Bruce Nauman (*1941 Fort Wayne, Indiana) is one of the most influential contemporary American artists. After completing his studies at the University of Wisconsin in Madison and the University of California in Davis, he taught at the San Francisco Art Institute (1966–68) and the University of California in Irvine (1970). His first retrospective was presented in 1972 at the Los Angeles County Museum of Art and the Whitney Museum of American Art in New York, before embarking on a tour through the United States and Europe. Numerous solo exhibitions followed, including presentations at the Baltimore Museum of Art (1982), the Museum für Gegenwartskunst in Basel (1990), the Walker Arts Center in Minneapolis (touring exhibition, 1993–95), the Kunstmuseum Wolfsburg (1997), the Tate Modern in London (2004), and the Berkeley Art Museum (2007). Nauman was awarded honorary doctoral degrees by the San Francisco Art Institute (1989) and the California Institute of the Arts (2000). He has received a number of awards, among them the Max-Beckmann-Preis der Stadt Frankfurt am Main (1990), the Wolf Foundation Prize in Arts, (Israel, 1993), and the Wexner Prize conferred by Ohio State University (1994).
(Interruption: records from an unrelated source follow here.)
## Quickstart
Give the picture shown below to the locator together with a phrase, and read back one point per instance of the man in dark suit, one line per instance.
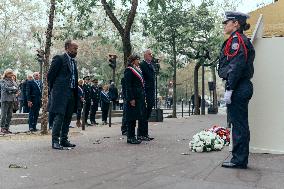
(87, 97)
(63, 85)
(34, 94)
(95, 96)
(148, 71)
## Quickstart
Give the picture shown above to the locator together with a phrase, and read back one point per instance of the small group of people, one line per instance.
(67, 95)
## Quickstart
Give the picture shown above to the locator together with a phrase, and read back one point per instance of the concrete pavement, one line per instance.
(103, 160)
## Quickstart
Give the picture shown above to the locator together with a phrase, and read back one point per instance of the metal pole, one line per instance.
(189, 107)
(109, 114)
(203, 89)
(156, 90)
(113, 75)
(181, 107)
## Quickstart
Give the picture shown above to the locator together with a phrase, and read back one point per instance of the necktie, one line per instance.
(72, 62)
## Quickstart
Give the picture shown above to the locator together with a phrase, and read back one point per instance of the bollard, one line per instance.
(83, 115)
(181, 107)
(109, 114)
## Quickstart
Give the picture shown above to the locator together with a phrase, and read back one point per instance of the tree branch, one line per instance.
(131, 16)
(112, 17)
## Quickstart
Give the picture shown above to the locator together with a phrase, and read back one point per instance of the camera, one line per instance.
(156, 64)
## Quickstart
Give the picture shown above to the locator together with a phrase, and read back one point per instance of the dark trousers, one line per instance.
(79, 110)
(131, 128)
(21, 106)
(87, 110)
(33, 115)
(104, 115)
(61, 122)
(94, 109)
(26, 109)
(143, 124)
(238, 113)
(51, 116)
(124, 122)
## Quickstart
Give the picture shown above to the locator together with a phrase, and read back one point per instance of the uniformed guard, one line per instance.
(236, 67)
(87, 97)
(95, 96)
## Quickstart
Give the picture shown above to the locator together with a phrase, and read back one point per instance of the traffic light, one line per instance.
(112, 61)
(40, 54)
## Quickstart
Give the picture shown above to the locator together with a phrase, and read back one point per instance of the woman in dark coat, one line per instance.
(134, 96)
(236, 67)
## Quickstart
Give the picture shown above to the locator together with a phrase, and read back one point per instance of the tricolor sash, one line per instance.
(137, 73)
(105, 94)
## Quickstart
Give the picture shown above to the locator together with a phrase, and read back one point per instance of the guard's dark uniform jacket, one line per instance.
(236, 67)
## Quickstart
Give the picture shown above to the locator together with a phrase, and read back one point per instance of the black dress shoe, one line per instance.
(67, 144)
(133, 141)
(56, 146)
(234, 166)
(33, 130)
(145, 138)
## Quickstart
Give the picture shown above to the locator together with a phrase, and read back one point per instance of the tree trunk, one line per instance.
(215, 100)
(174, 78)
(124, 32)
(196, 91)
(44, 116)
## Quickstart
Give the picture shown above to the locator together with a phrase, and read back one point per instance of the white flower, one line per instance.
(199, 149)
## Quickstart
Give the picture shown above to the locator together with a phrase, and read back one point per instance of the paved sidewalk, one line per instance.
(103, 160)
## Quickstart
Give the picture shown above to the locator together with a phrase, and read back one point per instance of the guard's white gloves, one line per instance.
(227, 96)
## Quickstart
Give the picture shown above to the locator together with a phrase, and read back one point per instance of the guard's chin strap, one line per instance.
(229, 44)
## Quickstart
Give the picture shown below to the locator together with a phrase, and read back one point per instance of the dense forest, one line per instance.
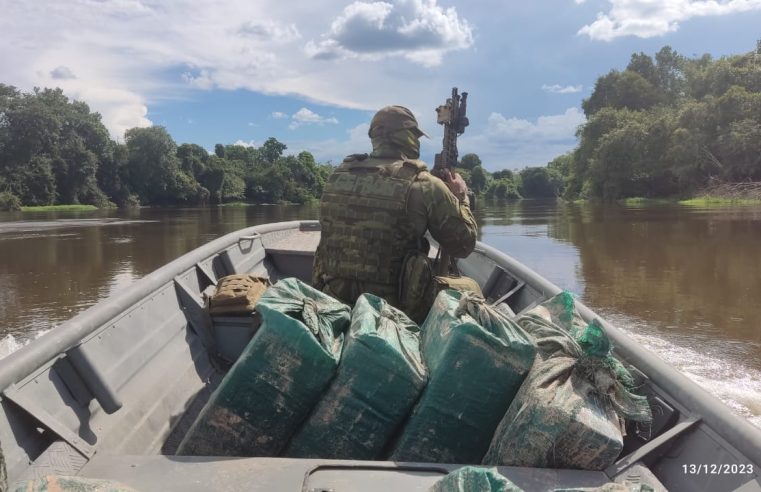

He was elected a member of the Akademie der Künste in Berlin in 1997 and awarded the Golden Lion at the Venice Biennale twice—for his life’s work in 1999 and for the best national contribution in 2009. He was awarded the Praemium Imperiale Prize for Visual Arts (Japan) and the Beaux-Arts-Magazine Art Award as Best International Artist in 2004, and the Friedrich Kiesler-Preis in 2014.